Microscopic structure of the E0δ center in amorphous SiO2: A first principles quantum mechanical investigation”, IEEE Transactions on Nuclear Science, vol. Oldham, "Electronic Structure Theory and Mechanisms of the Oxide Trapped Hole Annealing Process", IEEE Transactions on Nuclear Science, vol. Reisman, "Radiation-Induced Neutral Electron Drop Generation in Electrically Biased Insulated Gate Field-Effect Transistor Gate Insulators", Journal of the Electrochemical Society, vol.

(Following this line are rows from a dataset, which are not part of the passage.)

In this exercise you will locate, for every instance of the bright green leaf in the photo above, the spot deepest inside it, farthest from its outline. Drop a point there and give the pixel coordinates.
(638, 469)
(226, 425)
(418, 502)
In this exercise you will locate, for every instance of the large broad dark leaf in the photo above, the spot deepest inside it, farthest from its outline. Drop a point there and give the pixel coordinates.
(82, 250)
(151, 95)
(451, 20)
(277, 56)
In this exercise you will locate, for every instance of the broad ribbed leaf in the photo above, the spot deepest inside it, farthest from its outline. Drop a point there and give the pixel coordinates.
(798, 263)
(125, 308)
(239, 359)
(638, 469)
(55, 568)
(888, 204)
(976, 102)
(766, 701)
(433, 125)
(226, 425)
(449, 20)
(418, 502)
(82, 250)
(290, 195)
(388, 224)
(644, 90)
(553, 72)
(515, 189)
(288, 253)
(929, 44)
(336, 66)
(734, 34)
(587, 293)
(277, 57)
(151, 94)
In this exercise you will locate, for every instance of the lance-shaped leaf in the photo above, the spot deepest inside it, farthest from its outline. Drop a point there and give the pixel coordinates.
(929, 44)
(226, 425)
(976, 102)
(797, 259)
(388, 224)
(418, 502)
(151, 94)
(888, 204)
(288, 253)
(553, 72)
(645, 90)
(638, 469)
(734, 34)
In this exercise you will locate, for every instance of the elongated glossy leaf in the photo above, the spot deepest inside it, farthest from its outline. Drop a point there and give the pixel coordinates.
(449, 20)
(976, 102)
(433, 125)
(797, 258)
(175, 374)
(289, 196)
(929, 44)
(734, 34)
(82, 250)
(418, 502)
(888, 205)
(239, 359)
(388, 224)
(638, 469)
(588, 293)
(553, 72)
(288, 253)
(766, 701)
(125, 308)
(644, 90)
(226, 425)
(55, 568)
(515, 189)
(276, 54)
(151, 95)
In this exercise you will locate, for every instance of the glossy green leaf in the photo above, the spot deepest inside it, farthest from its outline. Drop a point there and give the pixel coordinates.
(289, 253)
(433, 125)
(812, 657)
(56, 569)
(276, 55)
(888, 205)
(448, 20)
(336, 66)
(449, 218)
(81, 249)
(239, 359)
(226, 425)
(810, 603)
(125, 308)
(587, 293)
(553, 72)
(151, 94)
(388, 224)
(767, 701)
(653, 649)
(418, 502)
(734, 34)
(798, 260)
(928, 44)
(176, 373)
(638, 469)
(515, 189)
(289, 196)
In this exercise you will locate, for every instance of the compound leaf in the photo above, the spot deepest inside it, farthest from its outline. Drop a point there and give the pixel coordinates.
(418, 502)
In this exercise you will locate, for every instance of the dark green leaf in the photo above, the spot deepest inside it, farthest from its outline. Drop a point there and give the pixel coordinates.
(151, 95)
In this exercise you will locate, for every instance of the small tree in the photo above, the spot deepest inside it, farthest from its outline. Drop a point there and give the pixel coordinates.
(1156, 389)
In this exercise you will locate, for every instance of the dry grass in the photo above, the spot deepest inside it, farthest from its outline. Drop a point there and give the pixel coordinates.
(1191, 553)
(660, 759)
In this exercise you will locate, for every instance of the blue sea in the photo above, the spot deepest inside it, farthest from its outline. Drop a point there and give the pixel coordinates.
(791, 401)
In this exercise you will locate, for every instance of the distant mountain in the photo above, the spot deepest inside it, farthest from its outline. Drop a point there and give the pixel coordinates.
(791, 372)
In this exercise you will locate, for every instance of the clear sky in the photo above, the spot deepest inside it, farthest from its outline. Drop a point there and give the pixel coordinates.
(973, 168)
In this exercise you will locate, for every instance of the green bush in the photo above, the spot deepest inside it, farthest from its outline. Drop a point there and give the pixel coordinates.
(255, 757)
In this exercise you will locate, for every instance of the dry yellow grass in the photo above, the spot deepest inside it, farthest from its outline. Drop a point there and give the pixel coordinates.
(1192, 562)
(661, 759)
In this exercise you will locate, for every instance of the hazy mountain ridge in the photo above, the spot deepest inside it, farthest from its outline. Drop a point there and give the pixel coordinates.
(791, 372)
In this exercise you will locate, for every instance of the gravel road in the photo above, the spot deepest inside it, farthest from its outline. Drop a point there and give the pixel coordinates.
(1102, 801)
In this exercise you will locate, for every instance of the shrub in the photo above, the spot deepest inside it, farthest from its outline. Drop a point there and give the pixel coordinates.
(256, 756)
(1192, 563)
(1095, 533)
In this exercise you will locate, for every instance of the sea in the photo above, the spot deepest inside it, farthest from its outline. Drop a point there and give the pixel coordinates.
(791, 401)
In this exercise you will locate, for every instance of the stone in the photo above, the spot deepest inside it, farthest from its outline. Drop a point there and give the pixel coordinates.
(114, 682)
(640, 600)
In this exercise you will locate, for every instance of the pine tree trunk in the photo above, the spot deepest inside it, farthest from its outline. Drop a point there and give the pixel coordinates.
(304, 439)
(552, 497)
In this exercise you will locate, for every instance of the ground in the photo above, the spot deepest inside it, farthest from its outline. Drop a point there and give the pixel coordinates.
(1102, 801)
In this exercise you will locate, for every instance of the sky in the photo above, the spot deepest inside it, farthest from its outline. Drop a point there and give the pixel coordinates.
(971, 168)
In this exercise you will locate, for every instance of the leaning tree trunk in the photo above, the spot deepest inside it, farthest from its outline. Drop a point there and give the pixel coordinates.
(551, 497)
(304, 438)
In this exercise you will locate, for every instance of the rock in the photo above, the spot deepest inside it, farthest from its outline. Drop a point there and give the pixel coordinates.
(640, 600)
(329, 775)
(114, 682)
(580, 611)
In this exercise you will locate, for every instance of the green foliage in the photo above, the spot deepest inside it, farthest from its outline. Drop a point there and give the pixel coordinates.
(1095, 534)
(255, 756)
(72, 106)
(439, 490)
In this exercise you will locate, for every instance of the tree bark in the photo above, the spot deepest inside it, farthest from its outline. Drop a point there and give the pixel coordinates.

Lannoo, “Theoretical and experimental aspects of the thermal dependence of electron capture coefficients,” Journal of Applied Physics, vol. Lannoo, “Theoretical Calculation of the Electron Capture Cross Section Due to a Dangling Bond at the Si(111)-SiO2Interface,” Physical Review B, vol. McLean, “The nature of the trapped hole annealing process,” IEEE Transactions on Nuclear Science, vol.

Pantelides, "The Structures, Properties, and Dynamics of Oxygen Vacancies in Amorphous SiO2", IEEE Transactions on Nuclear Science, vol. Griscom, "Hydrogen Model for Radiation Induced Interface States in SiO2-on-Si Structures: A Review of the Evidence" , Journal of Electronic Materials, vol Hughes, "A study of the radiation sensitivity of non-crystalline SiO2 films using spectroscopic ellipsometry", IEEE Transactions on Nuclear Science, vol.